HMV hält Gebrauchtspiele-Debatte für unnötig
Mit dem Online-Pass für Tiger Woods PGA Tour 10 sorgte Electronic Arts erstmals für Aufregung bei Käufern gebrauchter Videospiele.
Videospielehersteller wie Electronic Arts, Activision udn THQ äußerten sich in der Vergangenheit verstärkt negativ gegenüber Käufern gebrauchter Spiele. Inzwischen hat sich auch Simon Fox, Chef des britischen Versandhauses HMV, zu Wort gemeldet und seine Ansichten geäußert. In einem aktuellen Interview mit der Webseite Gamesindustry.biz spricht er über Chancen für den Spielemarkt: "Mit einer Alt-gegen-Neu-Aktion könnte die Hemmschwelle für den Kauf neuer Titel deutlich sinken. Publisher erhalten so in der Tat Möglichkeiten, an ihren alten Spielen zu verdienen, wenn diese erneut veräußert werden. Gleichzeitig wächst das Budget für neue Entwicklungen.“ Gleichzeitig kritisiert Fox auch die Haltung der Publisher. Er findet es merkwürdig, dass die Hersteller einen Anteil des Profits für sich beanspruchen, der mit dem privaten Verkauf gebrauchter Spiele einhergeht.

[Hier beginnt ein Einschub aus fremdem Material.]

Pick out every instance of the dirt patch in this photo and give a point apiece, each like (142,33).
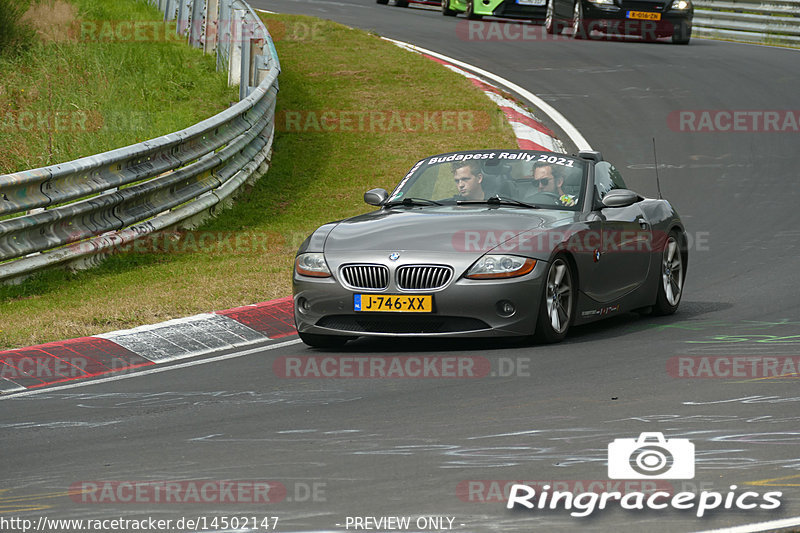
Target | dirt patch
(52,19)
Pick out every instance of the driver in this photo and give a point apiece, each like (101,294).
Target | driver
(547,182)
(468,178)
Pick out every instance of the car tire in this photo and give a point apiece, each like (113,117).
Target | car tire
(682,33)
(551,24)
(579,26)
(470,11)
(671,276)
(323,341)
(558,303)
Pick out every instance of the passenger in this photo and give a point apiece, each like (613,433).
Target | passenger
(546,181)
(468,178)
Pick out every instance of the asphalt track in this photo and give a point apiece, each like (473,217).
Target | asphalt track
(410,447)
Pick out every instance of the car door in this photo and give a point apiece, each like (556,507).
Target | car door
(626,236)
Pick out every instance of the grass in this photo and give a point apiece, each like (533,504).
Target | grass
(315,176)
(81,91)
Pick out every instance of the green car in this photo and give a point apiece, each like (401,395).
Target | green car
(476,9)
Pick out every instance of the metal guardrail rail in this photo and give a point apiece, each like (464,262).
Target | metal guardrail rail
(74,213)
(753,21)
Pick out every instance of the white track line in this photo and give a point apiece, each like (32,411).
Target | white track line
(140,373)
(571,131)
(758,527)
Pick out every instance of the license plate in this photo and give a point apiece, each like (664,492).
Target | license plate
(644,15)
(393,303)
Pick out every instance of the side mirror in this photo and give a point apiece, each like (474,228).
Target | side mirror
(620,198)
(376,197)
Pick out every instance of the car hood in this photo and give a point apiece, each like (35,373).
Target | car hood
(439,229)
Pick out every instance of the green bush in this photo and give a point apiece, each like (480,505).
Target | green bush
(14,33)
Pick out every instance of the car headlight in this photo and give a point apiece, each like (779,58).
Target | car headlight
(312,264)
(500,266)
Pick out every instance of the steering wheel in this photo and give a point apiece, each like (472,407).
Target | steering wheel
(544,195)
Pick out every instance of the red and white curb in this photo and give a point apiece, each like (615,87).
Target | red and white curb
(120,352)
(530,132)
(495,81)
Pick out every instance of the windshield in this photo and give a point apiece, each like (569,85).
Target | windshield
(519,177)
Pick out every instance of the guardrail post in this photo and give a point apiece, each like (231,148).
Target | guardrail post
(235,52)
(225,27)
(169,10)
(183,17)
(196,28)
(247,43)
(212,26)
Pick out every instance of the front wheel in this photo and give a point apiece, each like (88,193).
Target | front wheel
(551,25)
(323,341)
(580,29)
(673,269)
(470,11)
(558,301)
(682,33)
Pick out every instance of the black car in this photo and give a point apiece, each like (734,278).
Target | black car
(649,19)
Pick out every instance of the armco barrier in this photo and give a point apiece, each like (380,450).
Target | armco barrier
(75,212)
(753,21)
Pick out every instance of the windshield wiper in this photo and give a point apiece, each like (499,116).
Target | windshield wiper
(498,200)
(412,201)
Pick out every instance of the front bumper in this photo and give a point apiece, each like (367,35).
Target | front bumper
(615,20)
(464,308)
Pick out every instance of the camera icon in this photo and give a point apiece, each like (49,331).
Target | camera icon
(651,457)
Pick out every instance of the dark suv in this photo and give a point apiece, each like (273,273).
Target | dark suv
(649,19)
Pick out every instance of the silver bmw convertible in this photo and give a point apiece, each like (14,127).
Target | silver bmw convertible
(491,243)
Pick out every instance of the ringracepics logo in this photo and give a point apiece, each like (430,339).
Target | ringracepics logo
(642,458)
(650,456)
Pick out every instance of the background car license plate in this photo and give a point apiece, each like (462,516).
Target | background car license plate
(644,15)
(398,303)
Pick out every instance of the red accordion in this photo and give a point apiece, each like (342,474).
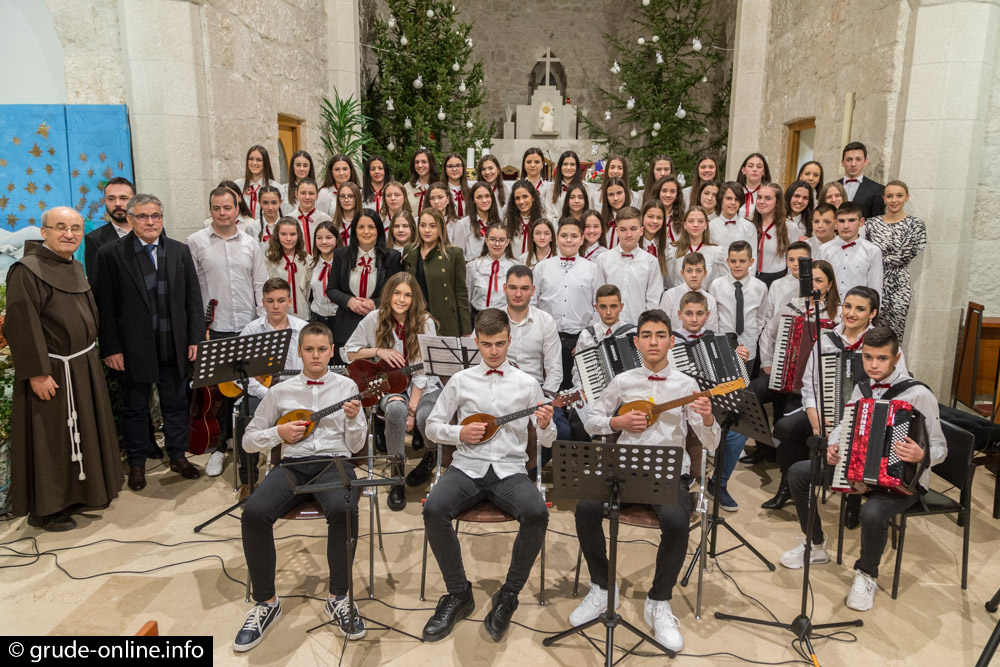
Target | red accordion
(795,340)
(868,432)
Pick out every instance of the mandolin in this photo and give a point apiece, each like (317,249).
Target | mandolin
(235,389)
(493,423)
(375,389)
(365,372)
(653,410)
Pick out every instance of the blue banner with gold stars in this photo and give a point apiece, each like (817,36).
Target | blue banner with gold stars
(59,155)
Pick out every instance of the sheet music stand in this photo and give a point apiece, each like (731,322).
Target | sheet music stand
(236,359)
(649,474)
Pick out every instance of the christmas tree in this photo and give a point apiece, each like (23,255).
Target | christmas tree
(665,101)
(426,93)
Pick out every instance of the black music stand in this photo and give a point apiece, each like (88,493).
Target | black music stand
(349,485)
(236,359)
(738,411)
(647,474)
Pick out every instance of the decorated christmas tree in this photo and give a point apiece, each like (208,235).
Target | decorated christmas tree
(670,98)
(426,92)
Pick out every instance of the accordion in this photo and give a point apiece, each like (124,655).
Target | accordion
(598,365)
(869,429)
(795,339)
(839,372)
(712,357)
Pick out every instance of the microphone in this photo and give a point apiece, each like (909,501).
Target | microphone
(805,277)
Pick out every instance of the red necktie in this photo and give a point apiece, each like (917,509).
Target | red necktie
(291,269)
(252,191)
(494,279)
(366,268)
(764,235)
(305,219)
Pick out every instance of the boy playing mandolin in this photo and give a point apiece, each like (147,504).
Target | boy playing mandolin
(341,433)
(658,383)
(493,470)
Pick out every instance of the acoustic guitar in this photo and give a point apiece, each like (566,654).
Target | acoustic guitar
(494,423)
(653,410)
(396,380)
(376,389)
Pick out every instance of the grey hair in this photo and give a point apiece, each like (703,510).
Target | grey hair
(140,199)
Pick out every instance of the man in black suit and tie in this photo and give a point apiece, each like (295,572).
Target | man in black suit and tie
(864,192)
(116,195)
(151,320)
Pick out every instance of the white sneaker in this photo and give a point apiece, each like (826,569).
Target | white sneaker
(666,630)
(214,466)
(794,559)
(862,595)
(592,606)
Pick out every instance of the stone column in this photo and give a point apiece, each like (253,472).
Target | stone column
(953,50)
(753,23)
(168,110)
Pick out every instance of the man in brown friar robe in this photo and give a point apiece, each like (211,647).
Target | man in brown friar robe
(58,461)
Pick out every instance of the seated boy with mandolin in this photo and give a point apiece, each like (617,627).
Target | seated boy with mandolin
(311,445)
(488,464)
(652,384)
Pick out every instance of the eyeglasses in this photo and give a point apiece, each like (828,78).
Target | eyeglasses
(147,217)
(76,230)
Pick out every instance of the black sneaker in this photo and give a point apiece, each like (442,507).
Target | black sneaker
(259,619)
(346,616)
(450,610)
(504,606)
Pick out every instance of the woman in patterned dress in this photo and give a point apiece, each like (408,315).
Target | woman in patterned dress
(901,237)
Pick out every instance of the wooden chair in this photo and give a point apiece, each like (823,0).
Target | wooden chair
(486,512)
(958,470)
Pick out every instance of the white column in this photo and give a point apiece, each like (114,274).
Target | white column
(954,46)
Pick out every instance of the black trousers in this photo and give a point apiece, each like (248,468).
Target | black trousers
(274,498)
(174,404)
(456,492)
(669,556)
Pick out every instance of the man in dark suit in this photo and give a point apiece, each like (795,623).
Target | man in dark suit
(150,307)
(864,192)
(116,195)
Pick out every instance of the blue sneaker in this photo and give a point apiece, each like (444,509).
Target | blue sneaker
(259,619)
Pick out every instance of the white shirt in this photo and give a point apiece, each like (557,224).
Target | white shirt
(354,280)
(231,271)
(638,277)
(670,428)
(565,288)
(364,336)
(754,293)
(293,362)
(334,435)
(485,286)
(535,347)
(926,403)
(670,303)
(856,263)
(471,391)
(321,304)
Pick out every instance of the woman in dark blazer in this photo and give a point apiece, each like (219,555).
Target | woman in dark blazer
(440,271)
(371,263)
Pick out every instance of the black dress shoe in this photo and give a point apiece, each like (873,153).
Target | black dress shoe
(504,606)
(423,470)
(184,467)
(450,610)
(137,478)
(54,523)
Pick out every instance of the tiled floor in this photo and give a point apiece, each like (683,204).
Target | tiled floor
(933,622)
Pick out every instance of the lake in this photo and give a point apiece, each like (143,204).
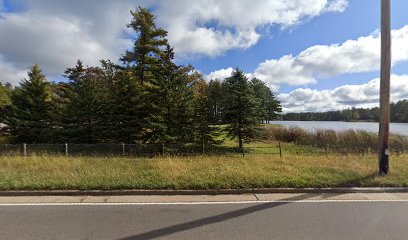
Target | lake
(398,128)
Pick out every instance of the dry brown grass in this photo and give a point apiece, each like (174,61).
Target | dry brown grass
(200,172)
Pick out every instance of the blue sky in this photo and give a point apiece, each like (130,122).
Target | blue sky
(315,55)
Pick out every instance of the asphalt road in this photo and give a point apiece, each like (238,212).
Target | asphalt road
(266,220)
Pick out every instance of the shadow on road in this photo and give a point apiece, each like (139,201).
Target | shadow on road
(213,219)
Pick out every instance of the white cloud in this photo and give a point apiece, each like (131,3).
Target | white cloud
(56,33)
(364,95)
(10,73)
(219,74)
(325,61)
(212,27)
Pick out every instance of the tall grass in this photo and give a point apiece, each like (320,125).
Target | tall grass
(197,172)
(348,141)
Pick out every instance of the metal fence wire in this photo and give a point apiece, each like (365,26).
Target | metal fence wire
(121,149)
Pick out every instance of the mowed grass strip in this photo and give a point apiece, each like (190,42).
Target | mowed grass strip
(199,172)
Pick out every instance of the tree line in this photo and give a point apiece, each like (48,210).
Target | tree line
(147,98)
(398,113)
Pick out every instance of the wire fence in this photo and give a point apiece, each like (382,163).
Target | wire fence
(148,150)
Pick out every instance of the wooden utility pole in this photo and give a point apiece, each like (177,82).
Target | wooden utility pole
(383,152)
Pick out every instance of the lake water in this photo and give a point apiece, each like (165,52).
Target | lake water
(398,128)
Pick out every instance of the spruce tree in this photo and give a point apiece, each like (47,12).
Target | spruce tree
(203,131)
(269,105)
(240,108)
(82,118)
(148,46)
(170,96)
(30,117)
(215,98)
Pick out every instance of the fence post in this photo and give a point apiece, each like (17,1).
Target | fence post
(280,150)
(203,147)
(66,149)
(24,149)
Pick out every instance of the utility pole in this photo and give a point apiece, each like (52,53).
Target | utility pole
(383,152)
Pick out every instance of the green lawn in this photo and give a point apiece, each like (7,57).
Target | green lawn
(255,170)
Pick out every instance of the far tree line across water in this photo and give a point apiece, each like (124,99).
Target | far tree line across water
(147,98)
(398,113)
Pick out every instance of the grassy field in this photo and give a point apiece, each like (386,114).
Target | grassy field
(200,172)
(301,165)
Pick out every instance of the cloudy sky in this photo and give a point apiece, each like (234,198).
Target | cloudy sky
(316,55)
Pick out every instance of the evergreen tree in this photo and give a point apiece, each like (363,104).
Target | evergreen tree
(203,132)
(269,105)
(126,112)
(240,108)
(82,118)
(5,95)
(30,117)
(171,98)
(215,99)
(148,46)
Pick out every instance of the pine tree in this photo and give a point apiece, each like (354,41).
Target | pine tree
(5,95)
(170,96)
(269,105)
(126,112)
(148,46)
(215,98)
(30,118)
(82,117)
(240,108)
(203,132)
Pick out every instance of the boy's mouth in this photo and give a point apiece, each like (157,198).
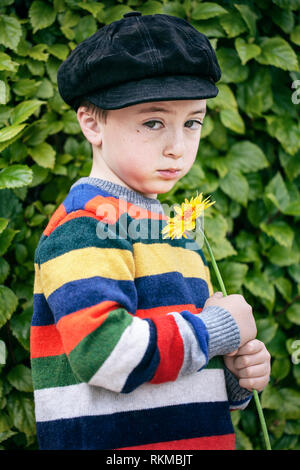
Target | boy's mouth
(169,173)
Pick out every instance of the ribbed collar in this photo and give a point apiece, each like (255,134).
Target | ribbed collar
(151,204)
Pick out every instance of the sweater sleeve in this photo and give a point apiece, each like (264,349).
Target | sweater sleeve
(89,285)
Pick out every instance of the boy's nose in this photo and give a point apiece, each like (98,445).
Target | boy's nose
(174,146)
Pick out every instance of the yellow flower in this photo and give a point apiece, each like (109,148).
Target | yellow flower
(186,215)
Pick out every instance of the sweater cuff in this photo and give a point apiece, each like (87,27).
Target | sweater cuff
(224,334)
(236,394)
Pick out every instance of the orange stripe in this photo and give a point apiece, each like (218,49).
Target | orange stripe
(109,209)
(164,309)
(224,442)
(57,216)
(77,325)
(45,341)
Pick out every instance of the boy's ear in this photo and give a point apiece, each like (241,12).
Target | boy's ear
(90,126)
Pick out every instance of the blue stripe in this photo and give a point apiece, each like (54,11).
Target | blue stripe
(84,293)
(164,290)
(136,427)
(200,330)
(146,369)
(42,314)
(81,194)
(240,402)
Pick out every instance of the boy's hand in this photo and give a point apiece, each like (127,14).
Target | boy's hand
(251,365)
(240,310)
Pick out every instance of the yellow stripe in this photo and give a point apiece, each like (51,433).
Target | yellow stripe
(37,287)
(85,263)
(208,280)
(162,258)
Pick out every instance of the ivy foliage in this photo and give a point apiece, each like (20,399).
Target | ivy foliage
(248,161)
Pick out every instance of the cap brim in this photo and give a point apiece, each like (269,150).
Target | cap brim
(178,87)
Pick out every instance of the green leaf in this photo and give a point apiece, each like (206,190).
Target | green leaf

"Ich kann mir keinen Markt vorstellen, in dem ursprüngliche Hersteller an künftigen Weiterverkäufen einer Ware wirklich mitverdienen, sei es der Bücher-, Möbel oder Ticket-Markt. Fakt ist, dass der Original-Hersteller mit dem Verkauf seines Produkts Besitzrechte an den Käufer abgibt“, sagte Fox gegenüber GamesIndustry.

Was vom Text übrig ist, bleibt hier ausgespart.